In his dissenting opinion in Cicott, supra, Chief Justice COOLEY wrote as follows (pp 317, 318, 319, 320):

"I regret that my brethren are disposed to still follow the case of People v. Tisdale, 1 Doug. Mich., 59, notwithstanding the majority are of opinion that it is unsound in principle. The case has no support, as I think, either in the authorities or in the analogies of the law, and no court outside the state has ever followed it. It is true, as my brethren have remarked, that it lays down a rule easy of application, and one that is no more unfair to one candidate than to another; but it does not seem to me to be sufficient reason for retaining an unsound rule that it is impartial in its infliction of injustice. In every case where it becomes important to apply the rule at all, it has the effect to defeat the clearly expressed will of the electors, and although, if we were to consider voters only as aggregated in two political parties, there might be no reason to complain of it, because it would be likely to defeat one party as often as the other, yet the considerations are very different when we reflect that election contests are between individuals, and that that person is irremediably wronged who, having received a plurality of the suffrages of his fellow citizens, is deprived of his office by the application of some arbitrary and technical rule. It can be little compensation to him that, in the next election, a similar application of the rule deprives a political opponent of an office to which he is fairly chosen, and thereby balances the accounts between the parties by doing equal injustice to an individual member of each. All rules of law which are applied to the expression, in constitutional form, of the popular will, should aim to give effect *440 to the intention of the electors, and any arbitrary rule which is to have any other effect, without corresponding benefit, is a wrong, both to the parties who chance to be affected by it, and to the public at large.
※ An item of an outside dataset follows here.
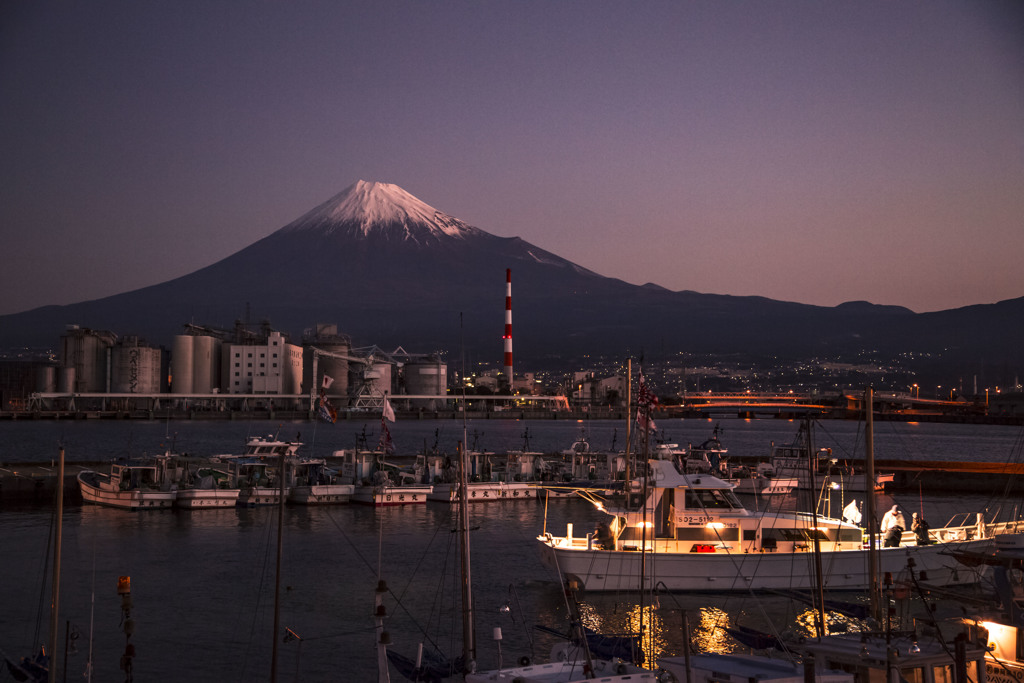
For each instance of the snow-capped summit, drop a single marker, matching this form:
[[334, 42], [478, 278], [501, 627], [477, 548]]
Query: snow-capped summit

The first are deprived of their offices, and the second of their choice of public servants.

* * *

"The fallacy of the rule consists in its assuming that a certain form of ballot clearly expresses the voter's intention, while another form is so uncertain that it is dangerous to attempt to arrive at the meaning by evidence. But in fact no ballot can identify with positive certainty the persons for whom it is cast; and notice must be taken of extrinsic circumstances in order to apply it. It is always possible that other persons may reside in the election district having the same names with some of the candidates; but neither the canvassers nor the courts ever assume that there is any difficulty in these cases, but they count the votes for the persons who have been put forward for the respective offices. And in some cases where an element of uncertainty is introduced into the ballot unnecessarily, as by the addition of an erroneous designation, the courts resolve the difficulty by rejecting the erroneous addition, and counting the ballot for the person for whom it was evidently designed.

* * *

"The true rule upon this subject I conceive to be this: Evidence of such facts as may be called the circumstances surrounding the election such as, who were the candidates brought forward by the nominating conventions; whether other persons of the same name resided in the district from which the office was to be filled, and, if so, whether they were eligible to the office and were publicly named for it, and the like is always admissible for the purpose of aiding in the application of any ballot which has been cast; and where the intent of the voter as expressed *441 by his ballot, when considered in the light of such surrounding circumstances, is not doubtful, the ballot should be counted and allowed for the person intended."

We adopt the rule as stated by Chief Justice COOLEY and overrule the rule followed in Tisdale, Higgins and Cicott, supra.

The decision of the Court of Appeals is reversed, and that of the trial court is affirmed. No costs, there being a public question involved.

T.M. KAVANAGH, C.J., and BLACK, ADAMS, T.E. BRENNAN, T.G. KAVANAGH, SWAINSON, and WILLIAMS, JJ., concurred.